Does this serve the public good?
In January, man in Illinois was sentenced “to indefinite incarceration,” locked behind bars until he could raise $300. His crime? He owed an unpaid debt to a local lumberyard. Judges in Minnesota have issued arrest warrants for people who owe as little as $85! In fact, debtors targeted for arrest since 2009 have owed a median of only $3,512 – hardly a giant pile of money or worthy of our distracting our courts and jails from “real” criminals.

Make no mistake, these courts aren’t serving the public but actually collecting corporate and private debts at taxpayer expense. For instance it almost always costs far more to put someone through the legal system and house them in jail then the debtor will ever recover. Indigent consumers are often uneducated, preyed on by subprime and shady lenders, barraged with offers for credit with terms they don’t fully understand, and in a vicious cycle of poverty that’s hard enough to escape without adding criminal action against them.

So what can consumers do to protect themselves?
It’s important for consumers to understand their rights as well as the laws in place to protect them. Each state has its own laws on collections, debt, and the legal process, but some federal statutes, like the Fair Debt Collection Practice Act (FDCPA), strictly prohibit debt collectors from even threatening you with criminal prosecution for failing to pay a debt.

If you receive any calls from collectors, try to record or document them. Do not give out personal information over the phone.

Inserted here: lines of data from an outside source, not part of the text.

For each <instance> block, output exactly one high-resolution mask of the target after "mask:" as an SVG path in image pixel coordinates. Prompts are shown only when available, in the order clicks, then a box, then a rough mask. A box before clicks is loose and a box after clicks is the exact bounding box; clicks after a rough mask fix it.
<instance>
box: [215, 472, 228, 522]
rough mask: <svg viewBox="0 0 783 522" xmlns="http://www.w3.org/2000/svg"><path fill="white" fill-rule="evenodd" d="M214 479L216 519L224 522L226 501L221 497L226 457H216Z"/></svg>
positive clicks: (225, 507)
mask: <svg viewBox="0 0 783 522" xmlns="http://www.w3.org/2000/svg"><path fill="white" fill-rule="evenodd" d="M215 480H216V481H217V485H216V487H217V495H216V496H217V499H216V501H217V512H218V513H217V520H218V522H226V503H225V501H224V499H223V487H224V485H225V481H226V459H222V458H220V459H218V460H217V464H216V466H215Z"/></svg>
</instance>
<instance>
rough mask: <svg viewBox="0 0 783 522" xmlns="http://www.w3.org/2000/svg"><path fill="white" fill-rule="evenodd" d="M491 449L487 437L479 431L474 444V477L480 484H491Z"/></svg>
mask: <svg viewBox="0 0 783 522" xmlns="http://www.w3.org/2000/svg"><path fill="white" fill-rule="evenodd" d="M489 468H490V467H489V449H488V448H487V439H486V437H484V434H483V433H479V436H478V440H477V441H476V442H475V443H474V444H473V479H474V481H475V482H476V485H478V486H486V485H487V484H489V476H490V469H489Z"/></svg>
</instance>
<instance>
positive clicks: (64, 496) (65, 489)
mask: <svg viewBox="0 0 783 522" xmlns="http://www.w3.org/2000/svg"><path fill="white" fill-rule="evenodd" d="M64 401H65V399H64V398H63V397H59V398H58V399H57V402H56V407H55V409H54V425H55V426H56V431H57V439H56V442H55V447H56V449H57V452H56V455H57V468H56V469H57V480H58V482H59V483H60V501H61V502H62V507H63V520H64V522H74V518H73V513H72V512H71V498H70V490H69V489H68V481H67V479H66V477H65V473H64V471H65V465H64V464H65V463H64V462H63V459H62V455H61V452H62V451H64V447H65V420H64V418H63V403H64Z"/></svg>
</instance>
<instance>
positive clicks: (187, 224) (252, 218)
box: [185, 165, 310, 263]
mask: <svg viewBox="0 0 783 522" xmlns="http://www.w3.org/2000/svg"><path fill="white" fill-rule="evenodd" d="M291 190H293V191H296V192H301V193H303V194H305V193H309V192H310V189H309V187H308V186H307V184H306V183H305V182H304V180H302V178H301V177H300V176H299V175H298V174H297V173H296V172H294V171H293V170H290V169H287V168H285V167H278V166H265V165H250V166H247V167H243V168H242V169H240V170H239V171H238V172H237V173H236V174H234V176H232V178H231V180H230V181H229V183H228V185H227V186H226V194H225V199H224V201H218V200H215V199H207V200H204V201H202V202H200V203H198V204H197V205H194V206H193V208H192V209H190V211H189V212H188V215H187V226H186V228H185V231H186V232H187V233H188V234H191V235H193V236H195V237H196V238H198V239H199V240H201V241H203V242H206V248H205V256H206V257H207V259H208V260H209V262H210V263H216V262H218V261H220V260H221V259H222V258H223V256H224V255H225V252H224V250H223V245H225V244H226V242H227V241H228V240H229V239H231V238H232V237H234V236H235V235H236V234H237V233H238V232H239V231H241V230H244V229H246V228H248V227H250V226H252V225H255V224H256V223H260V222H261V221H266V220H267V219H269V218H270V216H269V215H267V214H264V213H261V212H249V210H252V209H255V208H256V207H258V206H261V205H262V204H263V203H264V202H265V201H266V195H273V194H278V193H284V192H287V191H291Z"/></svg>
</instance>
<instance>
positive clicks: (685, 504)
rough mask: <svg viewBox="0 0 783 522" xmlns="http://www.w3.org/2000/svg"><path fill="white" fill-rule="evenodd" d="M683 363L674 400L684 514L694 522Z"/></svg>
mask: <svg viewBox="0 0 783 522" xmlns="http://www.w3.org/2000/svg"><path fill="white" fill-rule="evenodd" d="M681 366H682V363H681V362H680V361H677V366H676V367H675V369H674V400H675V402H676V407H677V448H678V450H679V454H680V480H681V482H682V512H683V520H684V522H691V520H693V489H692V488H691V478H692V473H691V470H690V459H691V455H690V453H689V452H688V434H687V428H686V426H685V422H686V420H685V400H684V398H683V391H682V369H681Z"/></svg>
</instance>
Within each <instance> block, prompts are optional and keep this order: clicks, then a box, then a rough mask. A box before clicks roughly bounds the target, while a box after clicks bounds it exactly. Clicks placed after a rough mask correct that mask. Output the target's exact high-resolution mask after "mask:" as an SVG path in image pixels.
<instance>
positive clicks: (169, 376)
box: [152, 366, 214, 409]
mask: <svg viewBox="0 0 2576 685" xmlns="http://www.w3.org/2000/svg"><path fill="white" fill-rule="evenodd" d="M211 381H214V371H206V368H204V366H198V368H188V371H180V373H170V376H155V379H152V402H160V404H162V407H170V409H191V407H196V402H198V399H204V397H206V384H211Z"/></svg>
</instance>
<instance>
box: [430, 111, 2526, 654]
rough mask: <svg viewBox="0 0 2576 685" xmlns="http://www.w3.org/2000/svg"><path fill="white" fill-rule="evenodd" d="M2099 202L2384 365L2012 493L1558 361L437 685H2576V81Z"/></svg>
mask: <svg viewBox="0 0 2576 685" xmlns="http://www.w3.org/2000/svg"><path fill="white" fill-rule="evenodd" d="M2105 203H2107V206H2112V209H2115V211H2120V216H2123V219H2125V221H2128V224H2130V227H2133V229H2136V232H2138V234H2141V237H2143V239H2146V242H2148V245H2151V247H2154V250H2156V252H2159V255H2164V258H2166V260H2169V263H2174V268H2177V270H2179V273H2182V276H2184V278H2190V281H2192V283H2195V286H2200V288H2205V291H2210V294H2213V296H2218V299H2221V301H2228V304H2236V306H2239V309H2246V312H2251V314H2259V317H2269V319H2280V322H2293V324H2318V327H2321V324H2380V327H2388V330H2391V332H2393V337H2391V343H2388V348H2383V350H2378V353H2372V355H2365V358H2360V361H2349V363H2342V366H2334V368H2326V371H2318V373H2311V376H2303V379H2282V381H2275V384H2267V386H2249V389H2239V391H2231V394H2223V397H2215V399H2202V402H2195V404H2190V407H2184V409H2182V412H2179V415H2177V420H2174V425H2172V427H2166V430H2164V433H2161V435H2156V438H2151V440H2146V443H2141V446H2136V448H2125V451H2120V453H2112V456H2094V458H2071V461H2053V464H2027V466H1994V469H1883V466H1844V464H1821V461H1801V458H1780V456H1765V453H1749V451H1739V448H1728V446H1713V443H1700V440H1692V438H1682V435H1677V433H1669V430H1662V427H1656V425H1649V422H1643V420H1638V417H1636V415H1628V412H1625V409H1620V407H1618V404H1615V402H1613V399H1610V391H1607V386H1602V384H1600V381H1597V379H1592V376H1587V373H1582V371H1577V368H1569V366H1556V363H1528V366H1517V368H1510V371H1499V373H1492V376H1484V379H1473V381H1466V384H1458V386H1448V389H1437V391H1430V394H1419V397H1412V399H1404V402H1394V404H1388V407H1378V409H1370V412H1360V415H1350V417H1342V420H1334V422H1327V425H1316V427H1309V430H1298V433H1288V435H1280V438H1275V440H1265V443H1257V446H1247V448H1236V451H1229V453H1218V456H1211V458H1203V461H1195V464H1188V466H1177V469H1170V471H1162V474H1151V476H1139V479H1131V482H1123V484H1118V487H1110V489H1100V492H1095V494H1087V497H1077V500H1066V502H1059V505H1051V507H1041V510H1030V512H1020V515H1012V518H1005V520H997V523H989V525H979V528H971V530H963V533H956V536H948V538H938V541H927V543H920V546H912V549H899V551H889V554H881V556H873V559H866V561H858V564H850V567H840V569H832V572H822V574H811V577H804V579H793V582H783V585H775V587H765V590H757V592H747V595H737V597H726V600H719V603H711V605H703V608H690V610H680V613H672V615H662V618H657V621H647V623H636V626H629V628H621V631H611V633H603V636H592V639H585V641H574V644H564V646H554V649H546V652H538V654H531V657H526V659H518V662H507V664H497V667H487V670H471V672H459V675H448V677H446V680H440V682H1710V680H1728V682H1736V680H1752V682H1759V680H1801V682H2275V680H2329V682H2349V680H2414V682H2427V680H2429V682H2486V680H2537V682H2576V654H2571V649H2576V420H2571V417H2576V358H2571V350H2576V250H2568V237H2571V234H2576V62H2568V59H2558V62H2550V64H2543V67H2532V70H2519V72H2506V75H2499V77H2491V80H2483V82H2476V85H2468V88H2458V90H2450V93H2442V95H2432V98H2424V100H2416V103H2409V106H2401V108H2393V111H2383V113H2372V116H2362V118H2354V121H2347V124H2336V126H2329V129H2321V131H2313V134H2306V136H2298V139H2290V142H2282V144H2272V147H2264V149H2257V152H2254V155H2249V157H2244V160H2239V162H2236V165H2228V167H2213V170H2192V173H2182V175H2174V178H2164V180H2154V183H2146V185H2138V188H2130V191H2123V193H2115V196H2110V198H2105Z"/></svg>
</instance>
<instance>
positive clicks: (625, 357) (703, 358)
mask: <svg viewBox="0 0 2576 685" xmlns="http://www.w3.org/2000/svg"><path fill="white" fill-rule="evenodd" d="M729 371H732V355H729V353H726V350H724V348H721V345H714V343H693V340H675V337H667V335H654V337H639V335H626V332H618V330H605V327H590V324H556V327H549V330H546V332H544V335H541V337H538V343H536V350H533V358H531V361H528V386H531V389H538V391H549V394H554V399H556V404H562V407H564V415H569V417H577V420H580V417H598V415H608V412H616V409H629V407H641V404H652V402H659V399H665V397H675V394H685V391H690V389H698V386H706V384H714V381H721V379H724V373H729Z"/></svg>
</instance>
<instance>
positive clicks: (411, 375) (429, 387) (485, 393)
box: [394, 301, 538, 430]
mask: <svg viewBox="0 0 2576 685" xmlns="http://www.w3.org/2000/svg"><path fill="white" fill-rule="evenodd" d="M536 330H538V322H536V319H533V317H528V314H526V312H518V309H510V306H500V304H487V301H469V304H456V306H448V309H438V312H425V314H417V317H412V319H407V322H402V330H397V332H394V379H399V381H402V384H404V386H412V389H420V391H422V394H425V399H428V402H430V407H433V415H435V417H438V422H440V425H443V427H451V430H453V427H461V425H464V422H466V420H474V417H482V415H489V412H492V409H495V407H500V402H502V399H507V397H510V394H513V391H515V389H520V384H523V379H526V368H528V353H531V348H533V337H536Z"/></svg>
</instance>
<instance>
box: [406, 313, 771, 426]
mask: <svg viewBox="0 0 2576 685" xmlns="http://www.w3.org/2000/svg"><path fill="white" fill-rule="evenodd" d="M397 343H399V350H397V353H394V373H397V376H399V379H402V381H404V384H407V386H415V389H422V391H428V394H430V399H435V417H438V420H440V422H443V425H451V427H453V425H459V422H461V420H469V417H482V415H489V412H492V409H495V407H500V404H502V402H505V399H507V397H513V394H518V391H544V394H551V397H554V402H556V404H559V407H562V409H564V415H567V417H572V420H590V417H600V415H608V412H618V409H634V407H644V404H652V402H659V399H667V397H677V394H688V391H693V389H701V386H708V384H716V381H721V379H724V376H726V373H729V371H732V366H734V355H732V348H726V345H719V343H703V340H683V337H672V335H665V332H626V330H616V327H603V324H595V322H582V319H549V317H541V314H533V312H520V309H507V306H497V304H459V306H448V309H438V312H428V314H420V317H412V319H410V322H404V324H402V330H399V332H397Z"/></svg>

Ask for a supervisor and request any agreements or proposed payment plans or terms in writing.

When you receive anything in the mail – whether from collectors, attorneys, or the courts, always open them in a timely fashion. Don’t throw them away but keep them in a file. Always show up for the schedule court appearances or file the appropriate paperwork, even if you don’t have money to pay them.

Consult with a local attorney, your state attorney general’s consumer division, or free legal counselors most courts have set up to counsel the public.

If you owe a large sum of money and you’re financially destitute, you may want to talk to a bankruptcy attorney who can file on your behalf, legally excusing you from paying your debts and protecting you from creditors.